Grupo de sobreviventes de um acidente de avião é lançado no meio do deserto de Góbi sem chance de escapar. Tendo de enfrentar um ambiente inóspito, com suprimentos acabando rapidamente, além de um ataque de ladrões do deserto, eles percebem que a única esperança é realizarem o "impossível": construírem um novo avião a partir dos destroços do primeiro e fugirem do deserto. Quando o piloto de aviões de carga Frank Towns (Dennis Quaid) e seu co-piloto AJ (Tyrese Gibson) são enviados para a Mongólia para retirarem o pessoal de uma exploração petrolífera interrompida, mas, logo depois da decolagem, enquanto sobrevoam o deserto de Gobi, eles são engolidos por uma terrível tempestade de areia e obrigados a fazer um pouso forçado.

Com o avião avariado e sem chances de conserto, os onze passageiros que sobrevivem se vêem com pouca comida e água. À medida que as tensões aumentam e as acusações começam, a situação deles se torna cada vez mais desesperadora. Um homem excêntrico e misterioso chamado Elliot (Giovanni Ribisi) – uma das últimas pessoas a serem incluídas na lista de passageiros – oferece esperança ao sugerir que eles construam um novo avião, que será batizado de Fênix, a partir das peças do C-119 que não foram afetadas.

Towns e os outros começam dizendo que o plano de Elliot, além de impraticável é absurdo. E mais ainda: ele iria rapidamente acabar com os já escassos recursos e energia. Contudo, quando o numero de sobreviventes começa a diminuir e todas as chances de serem resgatados desaparecem, eles percebem que o plano de Elliot é a única chance que têm, e o único jeito de fugirem é para o alto. Os sobreviventes colocam suas diferenças de lado e, sob a liderança de Elliot, começam a construção da Fênix. Mesmo quando o novo avião começa a tomar forma, a tarefa parece impossível. Mas o impossível é a única escolha que eles têm.

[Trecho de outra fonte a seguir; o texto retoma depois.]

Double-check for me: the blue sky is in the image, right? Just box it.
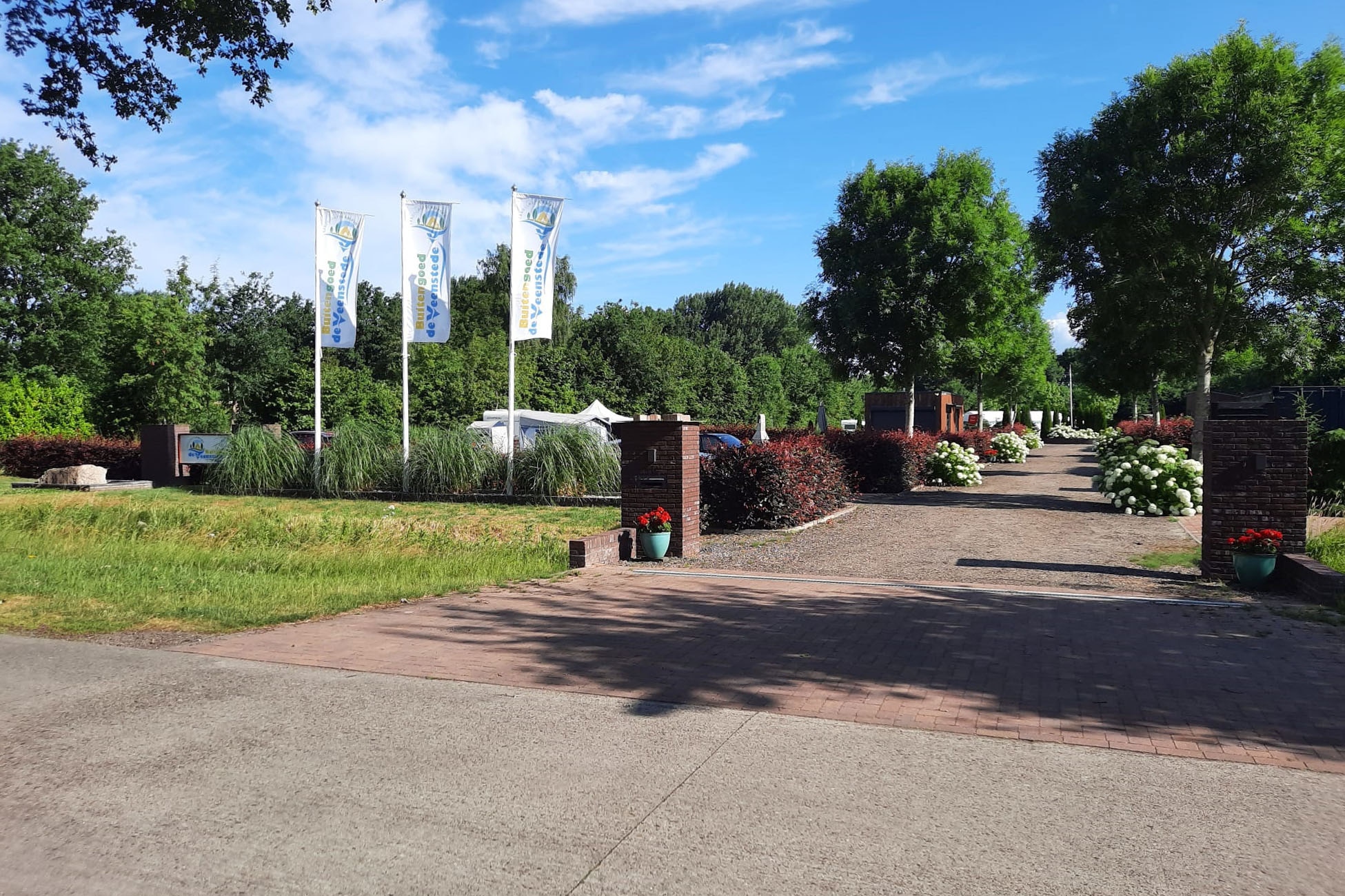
[0,0,1345,345]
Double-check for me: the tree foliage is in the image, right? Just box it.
[4,0,331,168]
[1033,28,1345,449]
[805,154,1040,432]
[0,140,132,382]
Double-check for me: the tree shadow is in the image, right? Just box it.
[955,557,1200,584]
[379,578,1345,749]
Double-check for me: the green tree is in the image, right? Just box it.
[0,140,133,390]
[194,273,314,427]
[94,265,219,434]
[4,0,331,167]
[670,283,807,365]
[805,154,1027,432]
[1033,28,1345,456]
[0,374,93,438]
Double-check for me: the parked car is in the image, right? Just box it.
[700,432,742,458]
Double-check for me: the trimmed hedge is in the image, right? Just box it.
[700,436,849,529]
[1116,417,1195,449]
[825,429,939,492]
[0,436,140,479]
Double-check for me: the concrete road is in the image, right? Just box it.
[0,638,1345,896]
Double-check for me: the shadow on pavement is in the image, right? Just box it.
[956,557,1200,584]
[379,573,1345,748]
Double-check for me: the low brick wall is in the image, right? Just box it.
[1275,554,1345,607]
[570,529,635,569]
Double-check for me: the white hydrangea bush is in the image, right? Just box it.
[1046,424,1099,438]
[1093,429,1205,517]
[990,432,1028,464]
[924,441,980,486]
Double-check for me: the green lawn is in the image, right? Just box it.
[1130,544,1200,569]
[1307,526,1345,572]
[0,478,620,633]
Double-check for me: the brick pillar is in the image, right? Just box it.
[140,424,191,486]
[612,414,700,557]
[1200,420,1307,580]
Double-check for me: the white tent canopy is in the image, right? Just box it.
[468,401,631,454]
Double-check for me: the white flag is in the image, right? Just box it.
[402,199,453,342]
[317,207,365,349]
[509,192,565,342]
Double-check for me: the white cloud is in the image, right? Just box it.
[476,41,508,69]
[1046,315,1079,351]
[623,21,850,97]
[523,0,836,26]
[574,143,752,211]
[850,52,1033,108]
[0,0,778,300]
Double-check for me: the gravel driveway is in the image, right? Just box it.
[678,445,1219,596]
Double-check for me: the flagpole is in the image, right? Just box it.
[505,185,518,495]
[399,190,412,491]
[314,202,323,487]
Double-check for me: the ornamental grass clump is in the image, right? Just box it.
[990,432,1028,464]
[1093,431,1205,517]
[406,427,499,495]
[1046,424,1099,438]
[315,420,402,498]
[514,427,621,498]
[924,441,980,486]
[206,427,312,495]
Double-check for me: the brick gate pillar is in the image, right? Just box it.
[612,414,700,557]
[1200,420,1307,581]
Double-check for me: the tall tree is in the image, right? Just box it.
[94,265,219,434]
[192,273,309,425]
[671,283,807,365]
[1031,28,1345,455]
[0,140,133,389]
[4,0,331,167]
[805,154,1030,432]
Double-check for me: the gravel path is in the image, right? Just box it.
[678,445,1222,598]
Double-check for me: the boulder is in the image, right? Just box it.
[38,464,108,486]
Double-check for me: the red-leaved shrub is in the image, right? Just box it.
[938,429,995,459]
[825,429,938,492]
[0,436,140,479]
[1116,417,1195,448]
[700,431,849,529]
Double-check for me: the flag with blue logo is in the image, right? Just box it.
[509,192,565,342]
[317,207,365,349]
[402,199,453,342]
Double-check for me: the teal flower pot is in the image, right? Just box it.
[1233,551,1277,588]
[639,531,673,560]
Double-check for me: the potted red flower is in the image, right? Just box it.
[1228,529,1284,588]
[635,507,673,560]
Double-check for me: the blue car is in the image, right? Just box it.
[700,432,742,458]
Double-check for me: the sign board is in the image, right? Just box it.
[178,432,229,464]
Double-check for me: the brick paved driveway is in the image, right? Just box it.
[181,569,1345,772]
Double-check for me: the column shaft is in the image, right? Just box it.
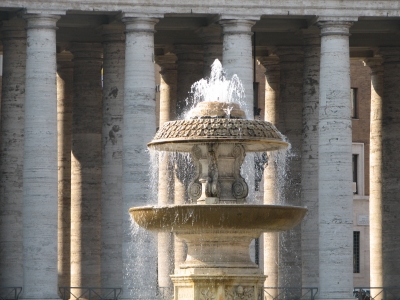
[378,48,400,287]
[22,14,59,299]
[156,55,178,287]
[301,33,321,287]
[365,58,384,287]
[101,24,125,287]
[260,56,280,297]
[57,52,74,286]
[71,43,103,287]
[318,20,353,299]
[219,20,255,119]
[0,20,26,286]
[277,47,303,286]
[122,16,158,299]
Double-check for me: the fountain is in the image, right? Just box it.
[129,62,307,300]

Tecnicamente, o filme é ótimo. A cena da queda do avião está perfeita. Passa um realismo absurdo. Uma pena que os atores não convencem tanto. De certa forma, essa falta de sintonia dos atores, faz com que um humor involuntário surja, o que agrada bastante e consegue manter o pique do longa. Como na música do Outkast, "Hey Ya", que toca no rádio e eles todos se divertem, dá um clima melhor ao filme. Afinal, estão todos no deserto, sem esperanças, lutando para sobreviver ao calor/fome, cansados e sujos. Nada mais justo do que um momento de diversão entre tantas adversidades. E funciona muito bem, por sinal.

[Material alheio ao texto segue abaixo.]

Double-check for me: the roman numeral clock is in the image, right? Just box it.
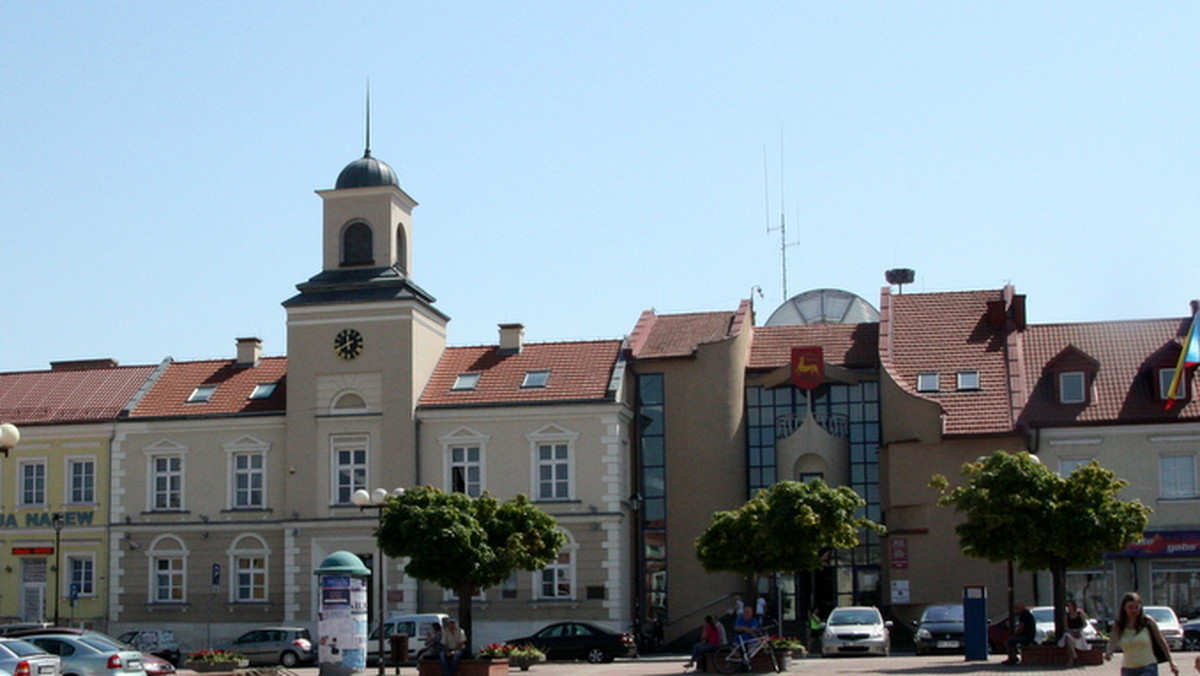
[334,329,362,359]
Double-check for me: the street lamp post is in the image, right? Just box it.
[350,489,404,676]
[50,513,66,627]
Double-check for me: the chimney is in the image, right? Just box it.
[500,324,524,354]
[234,337,263,369]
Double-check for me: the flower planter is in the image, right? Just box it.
[416,659,509,676]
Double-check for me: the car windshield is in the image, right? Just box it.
[829,610,880,624]
[1142,608,1178,624]
[922,605,962,622]
[0,640,46,657]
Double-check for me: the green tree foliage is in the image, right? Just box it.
[696,479,883,579]
[376,486,566,639]
[930,450,1151,636]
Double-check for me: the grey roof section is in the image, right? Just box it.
[334,150,400,190]
[283,267,450,319]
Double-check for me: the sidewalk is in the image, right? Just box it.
[199,652,1196,676]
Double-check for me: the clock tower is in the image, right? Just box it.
[282,148,449,523]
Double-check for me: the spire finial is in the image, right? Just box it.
[362,78,371,157]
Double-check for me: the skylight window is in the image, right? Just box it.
[917,373,937,391]
[450,373,480,391]
[959,371,979,390]
[187,385,217,403]
[521,370,550,388]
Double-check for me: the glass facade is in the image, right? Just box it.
[746,381,883,609]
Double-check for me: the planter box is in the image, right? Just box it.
[416,659,509,676]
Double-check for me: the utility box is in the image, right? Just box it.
[962,585,988,662]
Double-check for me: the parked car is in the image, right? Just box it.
[22,630,145,676]
[913,604,965,654]
[142,652,175,676]
[216,627,317,669]
[988,605,1100,653]
[1183,620,1200,651]
[504,622,637,664]
[821,605,892,657]
[1141,605,1183,650]
[0,639,62,676]
[116,629,184,666]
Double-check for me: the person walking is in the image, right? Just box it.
[1104,592,1180,676]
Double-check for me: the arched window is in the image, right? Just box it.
[342,221,374,265]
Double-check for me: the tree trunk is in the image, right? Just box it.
[1050,566,1067,640]
[455,590,475,653]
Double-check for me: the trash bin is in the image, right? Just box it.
[388,634,408,664]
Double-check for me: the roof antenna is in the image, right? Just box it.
[362,78,371,157]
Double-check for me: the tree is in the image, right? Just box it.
[376,486,566,638]
[696,479,883,580]
[930,450,1151,636]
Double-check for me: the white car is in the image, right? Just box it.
[1141,605,1183,650]
[821,605,892,657]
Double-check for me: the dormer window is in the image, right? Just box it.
[1058,371,1087,403]
[959,371,979,391]
[187,385,217,403]
[521,370,550,388]
[917,373,937,391]
[450,373,480,391]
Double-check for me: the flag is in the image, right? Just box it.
[1165,311,1200,411]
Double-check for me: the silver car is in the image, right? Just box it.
[821,605,892,657]
[22,632,145,676]
[0,639,62,676]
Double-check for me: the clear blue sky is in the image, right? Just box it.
[0,0,1200,371]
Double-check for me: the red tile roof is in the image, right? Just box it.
[881,289,1014,435]
[419,340,622,407]
[1022,317,1200,427]
[0,365,155,425]
[746,323,880,370]
[130,357,288,418]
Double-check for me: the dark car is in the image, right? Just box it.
[913,604,965,654]
[216,627,317,669]
[504,622,637,664]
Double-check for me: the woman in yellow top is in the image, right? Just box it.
[1104,592,1180,676]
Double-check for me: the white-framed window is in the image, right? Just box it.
[232,453,266,509]
[67,457,96,504]
[450,373,480,391]
[17,457,46,507]
[450,445,484,497]
[187,385,217,403]
[150,454,184,510]
[1158,367,1188,399]
[1058,457,1092,477]
[917,373,937,391]
[1158,454,1196,498]
[62,554,96,597]
[1058,371,1087,403]
[330,435,370,504]
[229,536,270,603]
[146,536,188,604]
[538,442,571,499]
[958,371,979,391]
[521,369,550,388]
[538,548,575,600]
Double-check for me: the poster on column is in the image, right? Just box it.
[317,575,367,674]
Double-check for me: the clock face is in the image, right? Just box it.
[334,329,362,359]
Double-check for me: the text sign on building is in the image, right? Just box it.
[792,345,824,390]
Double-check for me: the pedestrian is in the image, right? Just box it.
[1104,592,1180,676]
[1001,603,1038,665]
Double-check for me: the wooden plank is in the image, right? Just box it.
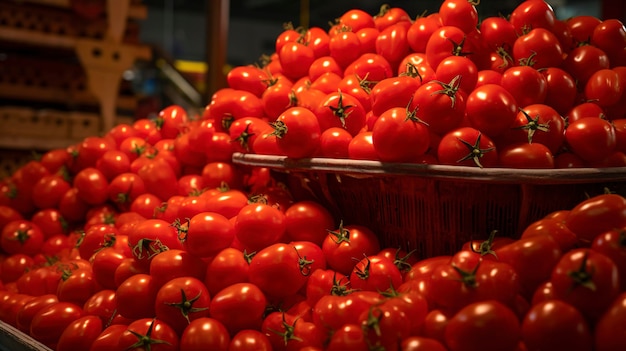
[0,321,52,351]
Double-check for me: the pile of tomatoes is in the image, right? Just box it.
[0,0,626,351]
[217,0,626,169]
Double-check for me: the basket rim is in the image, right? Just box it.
[232,152,626,184]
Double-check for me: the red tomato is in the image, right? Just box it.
[444,300,520,351]
[594,292,626,351]
[128,219,183,267]
[522,299,592,351]
[0,219,44,256]
[496,235,562,299]
[327,323,370,351]
[184,212,235,258]
[513,27,563,69]
[30,302,83,349]
[326,27,363,69]
[343,53,394,83]
[498,142,554,169]
[322,223,380,275]
[437,127,498,168]
[350,255,402,292]
[312,291,380,335]
[56,316,103,351]
[374,5,411,31]
[317,127,352,158]
[591,228,626,291]
[209,283,267,336]
[439,0,478,33]
[465,84,519,138]
[228,329,272,351]
[226,65,268,97]
[154,276,211,335]
[565,117,616,162]
[249,244,309,298]
[561,44,610,90]
[424,26,471,68]
[316,91,366,136]
[584,68,626,107]
[117,318,179,351]
[409,77,465,135]
[180,317,231,351]
[73,167,109,205]
[273,107,321,158]
[372,107,430,162]
[550,249,620,325]
[565,194,626,243]
[406,15,442,53]
[375,21,411,72]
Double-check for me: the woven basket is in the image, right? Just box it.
[233,154,626,257]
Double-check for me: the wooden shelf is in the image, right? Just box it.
[0,0,152,142]
[12,0,148,20]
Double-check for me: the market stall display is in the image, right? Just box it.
[0,0,626,351]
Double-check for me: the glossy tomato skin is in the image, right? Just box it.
[274,107,321,158]
[322,225,380,275]
[437,127,498,167]
[209,283,267,335]
[594,292,626,351]
[522,299,592,351]
[228,329,272,351]
[180,317,231,351]
[372,107,430,162]
[565,117,616,162]
[444,300,520,351]
[249,244,307,299]
[498,143,554,169]
[154,277,211,336]
[56,316,103,351]
[550,248,620,324]
[465,84,519,138]
[116,318,179,351]
[565,194,626,245]
[30,302,83,348]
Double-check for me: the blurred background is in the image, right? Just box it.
[0,0,626,179]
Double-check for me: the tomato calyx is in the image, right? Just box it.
[457,133,495,168]
[327,221,350,244]
[431,75,461,108]
[400,62,423,82]
[270,121,289,139]
[393,248,417,273]
[330,273,355,296]
[293,247,315,277]
[518,51,537,67]
[567,252,596,291]
[167,289,208,323]
[232,124,255,152]
[470,230,498,258]
[9,228,30,245]
[496,46,515,69]
[354,257,372,280]
[451,262,480,288]
[131,238,169,260]
[243,250,256,264]
[220,113,235,132]
[515,109,550,144]
[328,92,353,128]
[446,36,472,56]
[268,312,303,346]
[374,4,391,18]
[171,218,191,243]
[127,319,171,351]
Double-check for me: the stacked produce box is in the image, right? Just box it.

Algumas indagações fazem você refletir. O personagem de Kevork Malikyan (Rady) conta uma espécie da fábula que questiona um pouco a religião. Muitos dizem que a religião levanta um homem, move montanhas e cura doenças. Há um contra-argumento. Segue o trecho:

Um Rabino e um padre assistiam uma luta de boxe. Eles observam os lutadores subirem ao ringue. O rabino vê um dos lutadores fazer o sinal da cruz. Assim o rabino vira ao padre e pergunta: "O que significa isso?". O padre diz: "Não é uma coisa ruim se o homem não pode lutar."

Espiritualidade não é religião. Religião separa as pessoas. Acredito em algo une.

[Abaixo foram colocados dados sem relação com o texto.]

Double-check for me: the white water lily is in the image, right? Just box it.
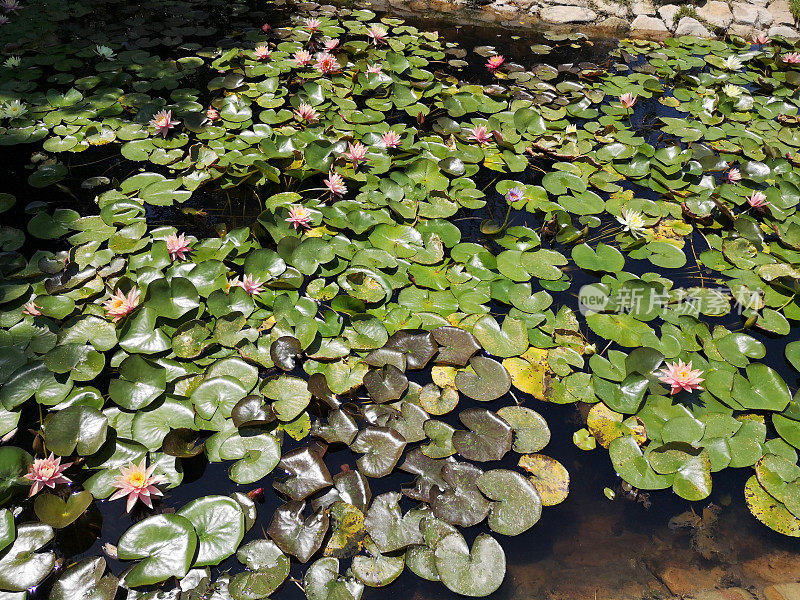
[617,209,647,238]
[722,83,744,98]
[94,44,116,60]
[722,54,744,71]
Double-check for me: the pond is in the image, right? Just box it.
[0,0,800,600]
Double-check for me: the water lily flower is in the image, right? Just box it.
[486,54,506,71]
[619,93,639,110]
[94,44,116,60]
[316,52,339,75]
[294,102,319,123]
[230,275,264,296]
[722,54,744,71]
[506,187,525,204]
[656,360,704,395]
[343,142,367,170]
[109,458,165,512]
[367,25,389,46]
[323,171,347,198]
[467,125,492,146]
[722,83,744,98]
[285,204,311,229]
[103,286,140,323]
[150,110,181,137]
[165,233,192,260]
[747,192,768,208]
[381,129,402,148]
[0,0,22,14]
[725,167,742,183]
[617,208,647,238]
[292,50,311,67]
[253,44,272,60]
[22,300,42,317]
[2,100,28,119]
[23,452,72,498]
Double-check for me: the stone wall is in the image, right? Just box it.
[406,0,800,38]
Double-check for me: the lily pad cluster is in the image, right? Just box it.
[0,0,800,600]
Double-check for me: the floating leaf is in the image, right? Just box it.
[519,454,569,506]
[435,533,506,597]
[175,496,244,567]
[117,514,197,587]
[267,500,330,563]
[455,356,511,402]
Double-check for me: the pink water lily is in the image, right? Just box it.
[292,50,311,67]
[150,110,181,137]
[109,458,166,512]
[619,94,638,110]
[381,129,402,148]
[467,125,492,146]
[747,192,768,208]
[656,360,704,395]
[367,25,389,45]
[294,102,319,123]
[316,52,339,75]
[285,204,311,229]
[22,301,42,317]
[506,187,525,204]
[253,44,272,60]
[165,233,192,261]
[103,286,140,323]
[323,171,347,198]
[725,167,742,183]
[486,54,506,71]
[23,452,72,498]
[230,275,264,296]
[343,142,367,169]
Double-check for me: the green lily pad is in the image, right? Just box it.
[33,490,94,529]
[117,514,197,587]
[477,469,542,535]
[0,523,56,592]
[435,533,506,597]
[455,358,512,402]
[175,496,244,567]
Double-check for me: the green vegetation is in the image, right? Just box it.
[0,0,800,600]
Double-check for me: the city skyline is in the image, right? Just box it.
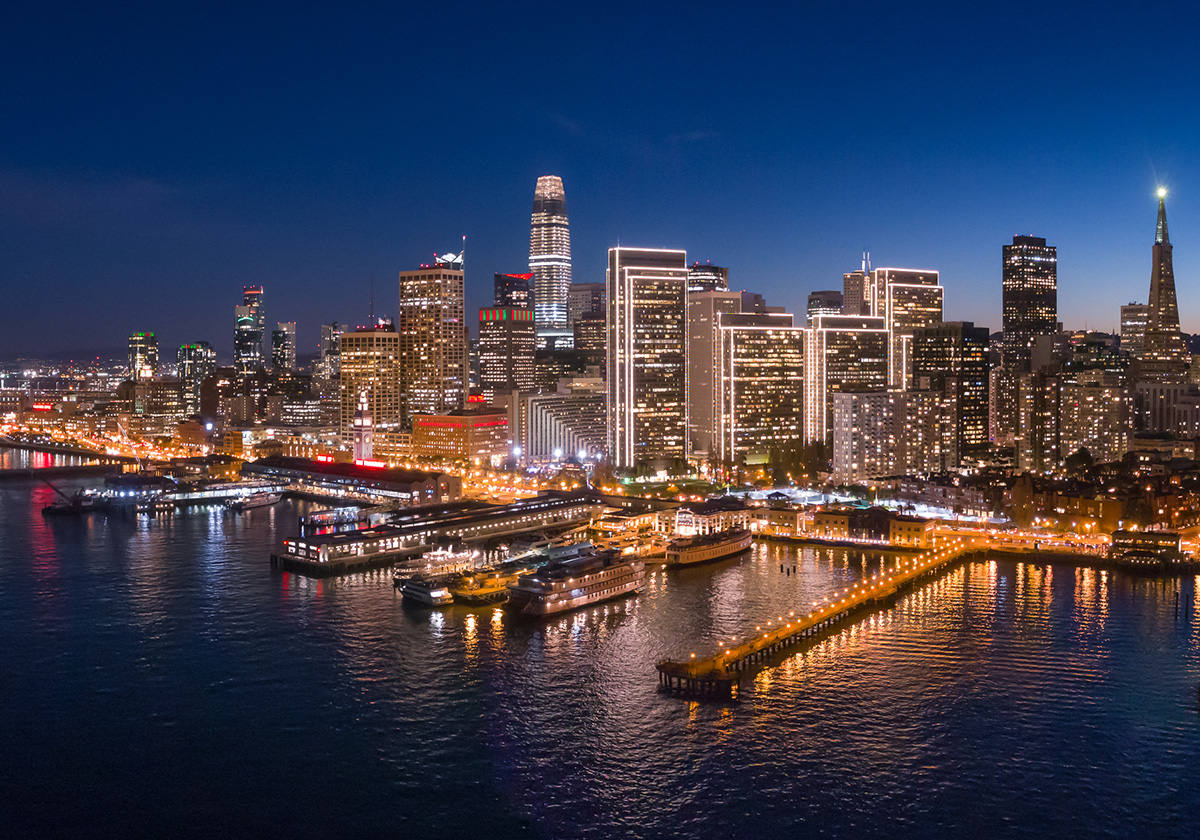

John Moore cumpre o seu papel de fazer um filme pipocão. Filmes pra cinema mesmo. Ele possui todos os ingredientes possíveis para agradar os menos críticos: ação, drama, comédia, um pseudo-romance (Dennis Quaid e a fraquinha Miranda Otto), emoção, além de muito clichê. É difícil questionar um filme que cumpre bem seu papel de entretenimento, mesmo que ele não vá, além disso. Nas cenas em que o avião está caindo, John Moore faz com sucesso ótimas cenas de ação e convincentes. Cenas de ação fizeram de seu filme, "Atrás das Linhas Inimigas", uma boa pedida. Um gênero interessante. É como Walter Salles que só fez dramas, mas agora, está se aventurando em fazer filmes terror.

Se você não for muito exigente, vai acabar se divertindo com o filme. Da mesma forma que ele cai, a Fênix consegue levantar vôo. Vale reparar em cada personagem, cada um com sua particularidade. Mesmo que o esquizofrênico Giovanni Ribisi seja um anti-herói bem fraquinho, ele dá conta do recado que lhe fora exigido. Quem sabe, você aprenda algo com esse filme de auto-ajuda.